Excelente texto, Jenn.
No creo que a nadie le resultara tan fascinante cómo hace un hombre para trabajar de otra cosa y escribir. Sin ir más lejos Wallace Stevens era abogado y nada se sabe de cómo lo compaginaba… No se le da ninguna importancia.
En todo caso admiro a Munro, además de por su literatura, como epítome de persona que tiene una tarea muy importante y vital que sobrellevar y, además, encuentra tiempo para ser una escritora genial.
Pingback: Maier y Munro: mujeres invisibles
Me parece muy interesante el texto.
La similitud y las distancias entre estas dos mujeres permanece en las cosas que amaban hacer y, las que debían hacer, tal vez por obligación o simplemente porque era lo que decidieron hacer a la par de su vocación.
Ambas enigmáticas, tal vez el reconocimiento no era lo que buscaban, sino solo satisfacer la necesidad de hacer lo que amaban.
El artista que vive exclusivamente de su trabajo es un mito del siglo XX, justo cuando la mayor facilidad de producción chocaba con las posibilidades de vivir de la distribución para todo el mundo.
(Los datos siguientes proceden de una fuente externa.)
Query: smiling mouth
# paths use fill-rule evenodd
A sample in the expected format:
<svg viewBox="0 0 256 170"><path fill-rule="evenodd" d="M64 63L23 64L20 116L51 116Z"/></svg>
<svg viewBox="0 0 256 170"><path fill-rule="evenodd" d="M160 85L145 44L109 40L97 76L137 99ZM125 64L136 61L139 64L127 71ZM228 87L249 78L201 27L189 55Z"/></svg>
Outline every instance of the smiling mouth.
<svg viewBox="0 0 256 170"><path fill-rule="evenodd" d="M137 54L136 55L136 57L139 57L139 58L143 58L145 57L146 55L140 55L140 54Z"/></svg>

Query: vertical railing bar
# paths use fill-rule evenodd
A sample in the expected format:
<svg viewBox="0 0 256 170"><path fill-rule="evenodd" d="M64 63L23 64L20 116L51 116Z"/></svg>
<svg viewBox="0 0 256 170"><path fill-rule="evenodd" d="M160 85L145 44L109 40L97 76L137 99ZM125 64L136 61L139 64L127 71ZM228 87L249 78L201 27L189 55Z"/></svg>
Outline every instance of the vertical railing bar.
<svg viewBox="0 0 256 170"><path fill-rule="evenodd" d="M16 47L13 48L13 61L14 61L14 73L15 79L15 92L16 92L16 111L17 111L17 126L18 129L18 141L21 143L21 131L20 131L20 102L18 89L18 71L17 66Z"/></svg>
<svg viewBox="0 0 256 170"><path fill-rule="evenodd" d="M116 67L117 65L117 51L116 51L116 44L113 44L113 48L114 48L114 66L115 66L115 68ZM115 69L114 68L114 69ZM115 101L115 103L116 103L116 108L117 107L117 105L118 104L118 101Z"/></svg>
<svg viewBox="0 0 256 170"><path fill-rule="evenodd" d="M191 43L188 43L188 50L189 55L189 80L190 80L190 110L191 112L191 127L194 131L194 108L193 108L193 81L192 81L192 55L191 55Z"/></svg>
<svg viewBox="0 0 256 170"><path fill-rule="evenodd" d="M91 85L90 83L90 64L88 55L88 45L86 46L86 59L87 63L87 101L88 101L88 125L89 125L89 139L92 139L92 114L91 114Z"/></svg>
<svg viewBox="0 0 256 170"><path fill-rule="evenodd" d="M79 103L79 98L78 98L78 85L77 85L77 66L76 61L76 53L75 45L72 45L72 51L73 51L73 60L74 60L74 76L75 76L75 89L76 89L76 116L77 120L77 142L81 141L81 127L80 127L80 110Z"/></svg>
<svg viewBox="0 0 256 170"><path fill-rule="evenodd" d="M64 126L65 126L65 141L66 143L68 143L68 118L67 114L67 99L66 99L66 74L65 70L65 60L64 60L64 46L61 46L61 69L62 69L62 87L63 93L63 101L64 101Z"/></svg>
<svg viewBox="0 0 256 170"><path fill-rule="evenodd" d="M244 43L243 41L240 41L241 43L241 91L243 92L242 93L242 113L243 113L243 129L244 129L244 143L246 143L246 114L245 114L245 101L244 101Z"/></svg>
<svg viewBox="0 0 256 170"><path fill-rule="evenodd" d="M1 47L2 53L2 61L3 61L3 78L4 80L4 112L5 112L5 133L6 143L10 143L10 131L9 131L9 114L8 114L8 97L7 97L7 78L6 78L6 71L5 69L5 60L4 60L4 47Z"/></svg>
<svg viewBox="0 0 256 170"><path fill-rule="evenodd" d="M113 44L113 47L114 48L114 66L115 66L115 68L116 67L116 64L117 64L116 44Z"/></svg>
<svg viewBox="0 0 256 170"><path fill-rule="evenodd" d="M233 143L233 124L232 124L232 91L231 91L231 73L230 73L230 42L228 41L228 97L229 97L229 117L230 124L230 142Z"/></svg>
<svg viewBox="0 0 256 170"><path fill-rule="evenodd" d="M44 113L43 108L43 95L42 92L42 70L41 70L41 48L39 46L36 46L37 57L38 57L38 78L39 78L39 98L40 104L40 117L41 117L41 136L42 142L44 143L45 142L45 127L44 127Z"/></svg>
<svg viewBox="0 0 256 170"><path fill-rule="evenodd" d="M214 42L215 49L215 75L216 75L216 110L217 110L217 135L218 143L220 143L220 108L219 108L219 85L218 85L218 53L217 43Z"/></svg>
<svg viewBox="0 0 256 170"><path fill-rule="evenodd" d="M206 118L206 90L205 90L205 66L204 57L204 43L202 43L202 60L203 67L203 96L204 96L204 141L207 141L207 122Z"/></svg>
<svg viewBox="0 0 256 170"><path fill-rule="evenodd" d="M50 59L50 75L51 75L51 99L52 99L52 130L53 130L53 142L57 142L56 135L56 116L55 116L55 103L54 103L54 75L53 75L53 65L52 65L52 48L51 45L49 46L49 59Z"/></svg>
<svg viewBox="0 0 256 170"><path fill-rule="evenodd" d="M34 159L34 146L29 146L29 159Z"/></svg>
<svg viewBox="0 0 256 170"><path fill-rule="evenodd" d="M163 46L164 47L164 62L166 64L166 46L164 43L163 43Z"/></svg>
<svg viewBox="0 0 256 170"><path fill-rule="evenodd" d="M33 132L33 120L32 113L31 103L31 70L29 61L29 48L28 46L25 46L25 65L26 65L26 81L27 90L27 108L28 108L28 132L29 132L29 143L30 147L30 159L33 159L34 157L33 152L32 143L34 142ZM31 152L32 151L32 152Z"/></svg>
Juan Benet o García Hortelano tenían sus trabajos funcionariales y muchos fotógrafos compaginaban sus trabajos de estudio con salidas al exterior donde quedaba reflejada su personalidad. El problema viene de inscribir a estas dos grandes creadoras en roles femeninos y «menores» y presentar estos roles en primer lugar, como si su trabajo creador fuera algo secundario, amateur. Son muchos los artistas que han escondido su obra, o que han intentado destruirla y Vivian Maier estaría en esta categoría, más a gusto frente al mundo como niñera que como fotógrafa. Pero eso no quita que la calidad de los trabajos de ambas creadoras debiera considerarse como su referencia principal y al hablar de ellas se elimine ya a la niñera y al ama de casa y queden solo la escritora y la fotógrafa para la posteridad, aunque no hicieran nada en vida por perseguirla.